Is there a reason why distributions can't do their own testing of the devendoring code on pip master? My immediate thought would be that having the test suite run by (for example) Fedora, on a Fedora Linux system, using a version of pip devendored using their devendoring scripts, would be a much better way of catching problems than us running some generic tests on whatever version of Ubuntu Github actions provides. I imagine it's mainly just a question of resources for the distributions, much the same as it is for pip.

FFY00 commented 4 years ago

I could interpret that as saying that you don't think we should take patches for the devendoring if we don't commit to testing them. That doesn't seem productive, so I'm not quite sure what you are suggesting is the problem here (unless you're just repeating the point that you'd prefer it if pip tested the devendoring).

Yes, I find it a bit problematic that you take patches for how pip behaves when devendored but never actually test if it still works. To be fair, you did ask Fedora, but they don't even use this. @felixonmars did point out in the issue that the patch broke devendored pip but no one paid attention.

What I am saying is that I do not see how adding tests that could be disabled by default is a bad thing. Exactly what do you have to lose? I think the impact on the maintainer workload would be minimal, and I have already offered to help out if needed.

Is there a reason why distributions can't do their own testing of the devendoring code on pip master? My immediate thought would be that having the test suite run by (for example) Fedora, on a Fedora Linux system, using a version of pip devendored using their devendoring scripts, would be a much better way of catching problems than us running some generic tests on whatever version of Ubuntu Github actions provides. I imagine it's mainly just a question of resources for the distributions, much the same as it is for pip.

Why does the distribution used for the tests matter? You just need to get the dependencies into a virtual environment and install the devendored pip there.

There is no magic script that devendor pip, this is literally all that's needed: https://github.com/archlinux/svntogit-packages/blob/4b34dd54233fbcf43ae39280ac38e2309ab7cfc8/trunk/PKGBUILD#L28

But anyway, I feel like I am being too pushy already. There is nothing I can do if you just don't want any tests in this repo. Thank you for your work and sorry for bringing this up again, I will refrain from doing it in the future :frowning_face:

pradyunsg commented 4 years ago

@felixonmars did point out in the issue that the patch broke devendored pip but no one paid attention.

Since you're bringing this up multiple times, yes, and it's super easy to miss a single notification from a merged PR. For context, I have over 75 notifications from pip/PyPA in the past 3 days.

For me personally, if it's closed/merged on pip's repository, and doesn't mention me, I do not look at it.

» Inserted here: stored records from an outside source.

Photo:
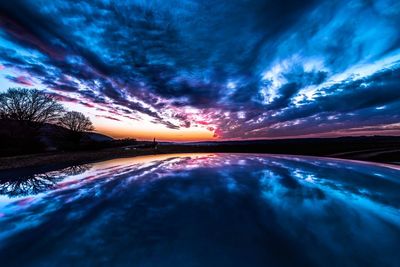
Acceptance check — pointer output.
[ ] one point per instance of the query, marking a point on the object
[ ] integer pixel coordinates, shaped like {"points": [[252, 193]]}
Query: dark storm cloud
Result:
{"points": [[243, 64]]}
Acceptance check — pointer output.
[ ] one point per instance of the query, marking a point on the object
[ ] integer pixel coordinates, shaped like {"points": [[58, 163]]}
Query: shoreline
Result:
{"points": [[57, 160]]}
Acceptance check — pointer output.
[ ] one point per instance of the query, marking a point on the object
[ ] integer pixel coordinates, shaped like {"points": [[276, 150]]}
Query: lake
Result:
{"points": [[203, 210]]}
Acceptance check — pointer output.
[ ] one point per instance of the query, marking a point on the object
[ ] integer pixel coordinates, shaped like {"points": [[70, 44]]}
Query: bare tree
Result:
{"points": [[30, 105], [76, 122]]}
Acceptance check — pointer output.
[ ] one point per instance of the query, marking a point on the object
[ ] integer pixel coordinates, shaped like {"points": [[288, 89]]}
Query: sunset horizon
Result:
{"points": [[179, 71]]}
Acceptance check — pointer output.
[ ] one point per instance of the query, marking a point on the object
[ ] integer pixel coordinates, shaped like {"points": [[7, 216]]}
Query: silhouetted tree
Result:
{"points": [[23, 112], [29, 105], [77, 124]]}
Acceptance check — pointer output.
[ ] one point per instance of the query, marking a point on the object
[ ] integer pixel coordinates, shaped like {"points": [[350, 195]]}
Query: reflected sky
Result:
{"points": [[204, 210]]}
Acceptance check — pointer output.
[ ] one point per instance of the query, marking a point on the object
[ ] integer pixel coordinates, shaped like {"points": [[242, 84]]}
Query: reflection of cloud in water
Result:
{"points": [[32, 184], [211, 209]]}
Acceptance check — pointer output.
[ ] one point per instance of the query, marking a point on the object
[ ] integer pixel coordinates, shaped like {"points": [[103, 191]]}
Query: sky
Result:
{"points": [[211, 69]]}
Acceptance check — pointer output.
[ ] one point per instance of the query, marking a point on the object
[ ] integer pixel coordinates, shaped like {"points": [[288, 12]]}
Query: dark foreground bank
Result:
{"points": [[376, 149]]}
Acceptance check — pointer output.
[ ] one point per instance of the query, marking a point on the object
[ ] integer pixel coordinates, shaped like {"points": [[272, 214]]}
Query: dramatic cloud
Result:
{"points": [[239, 69]]}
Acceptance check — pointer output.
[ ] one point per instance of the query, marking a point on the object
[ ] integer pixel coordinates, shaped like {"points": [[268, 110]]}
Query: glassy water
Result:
{"points": [[203, 210]]}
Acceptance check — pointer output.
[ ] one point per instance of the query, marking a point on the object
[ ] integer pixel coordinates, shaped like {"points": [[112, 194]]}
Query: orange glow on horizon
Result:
{"points": [[119, 131]]}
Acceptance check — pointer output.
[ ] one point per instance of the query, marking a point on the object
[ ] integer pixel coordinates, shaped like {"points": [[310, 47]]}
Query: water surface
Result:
{"points": [[203, 210]]}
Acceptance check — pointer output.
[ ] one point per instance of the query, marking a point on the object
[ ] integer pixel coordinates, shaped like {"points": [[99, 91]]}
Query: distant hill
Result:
{"points": [[21, 138]]}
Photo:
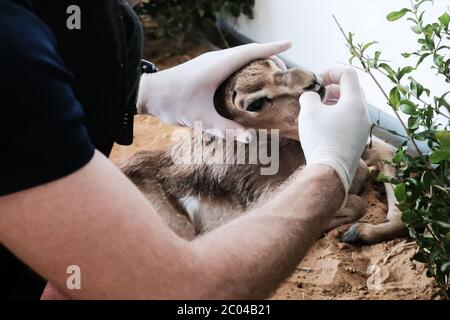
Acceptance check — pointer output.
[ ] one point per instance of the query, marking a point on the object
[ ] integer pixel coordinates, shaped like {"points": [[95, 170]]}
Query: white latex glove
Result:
{"points": [[185, 94], [335, 135]]}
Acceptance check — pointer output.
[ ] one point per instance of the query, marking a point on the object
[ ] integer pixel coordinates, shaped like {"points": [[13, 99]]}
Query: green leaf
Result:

Honestly, that's more because GitHub Notifications isn't great rather than anything else tho.

FFY00 commented 4 years ago

Bad choice of words, I apologise. What I was trying to say here is that even with us pointing out that the change broke things, no action was taken, the issue was not resolved. This is not an attack on the maintainers, but rather it is pointing out the limitations, which is exactly why I think it is especially important to have tests in open source projects. Maintainer time is not guaranteed and may vary greatly on both long and short term. I think it is much better to be preventive when you have no guarantee you will have time to deal with the fallout. Anywayy, I said I was gonna drop it.